A WORD at the file offset 0x0C contains a checksum of the file (we won't replicate the hash calculation logic as we trust the file we download is authentic and not corrupted), and the next DWORD specifies an encryption key that the file is encrypted with.

The decryption function can be reconstructed as:
unsigned int DecodeBuffer(LPDWORD lpdwKey, int abyBuffer, unsigned int dwSize)
{
   unsigned int i = 0;
   unsigned int result;

   if (abyBuffer && dwSize > 0)
   {
      do
      {
         *(BYTE *)(i + abyBuffer) ^= *(BYTE *)lpdwKey;
         result = (845 * *(DWORD *)lpdwKey + 577) / 0xFFFFFFFFu;
         ++i;
         *(DWORD *)lpdwKey = (845 * *(DWORD *)lpdwKey + 577) % 0xFFFFFFFFu;
      }
      while (i < dwSize);
   }
   return result;
}

The actual encrypted bytes start from the file offset 0x1a within the file.

After the 'Inject Pack' is decrypted, it is then uncompressed with zlib v1.2.3 algorithm. Shylock used the source code of zlib as we see a 100% match with the zlib open source project. One fast way to uncompress the decrypted file at this point is to save the decrypted buffer as a .gz file, and then uncompress it with the 7-Zip utility.

The decompressed 'Inject Pack' has a binary header that specifies other text files underneath, such as az_sooba.txt, az.txt, cc.txt, chat_chagas.txt, chat_phone_replace.txt, chat_sooba.txt, but at this point it is perfectly readable with a text editor.

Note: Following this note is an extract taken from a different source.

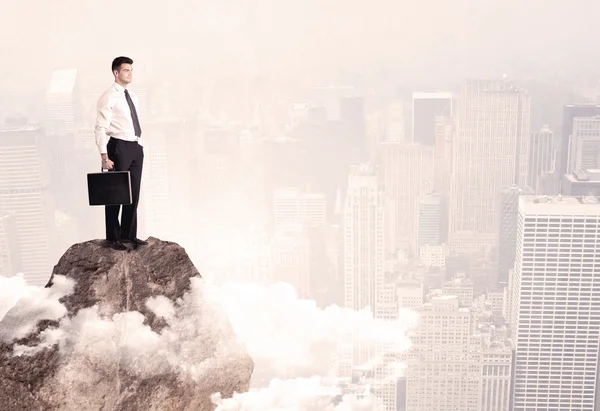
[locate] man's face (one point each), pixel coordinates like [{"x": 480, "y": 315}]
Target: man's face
[{"x": 125, "y": 73}]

The inclusion of a number of Italian banks in its logic does not look good.

Putting it all together

The entire encryption/decryption logic of Shylock used during its communication with the command-and-control server was fully reverse-engineered and then closely replicated in a stand-alone tool.

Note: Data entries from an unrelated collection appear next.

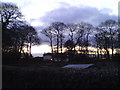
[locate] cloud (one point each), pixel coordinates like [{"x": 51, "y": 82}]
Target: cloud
[{"x": 72, "y": 14}]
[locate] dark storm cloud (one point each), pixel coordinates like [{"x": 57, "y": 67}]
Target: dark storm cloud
[{"x": 72, "y": 14}]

We are releasing the tool along with its source code in the hope that it will help researchers to query Shylock's command-and-control servers both for configuration files and for 'Inject Packs', in order to learn what new servers are being added, and what new banks are being targeted. We are hoping that such early discovery will help both security researchers and the banks to be better prepared for the new tricks that must surely be up Shylock's sleeves. Early identification of new C&C domains will also help network administrators to detect Shylock traffic within their networks and act to block access from any infected hosts.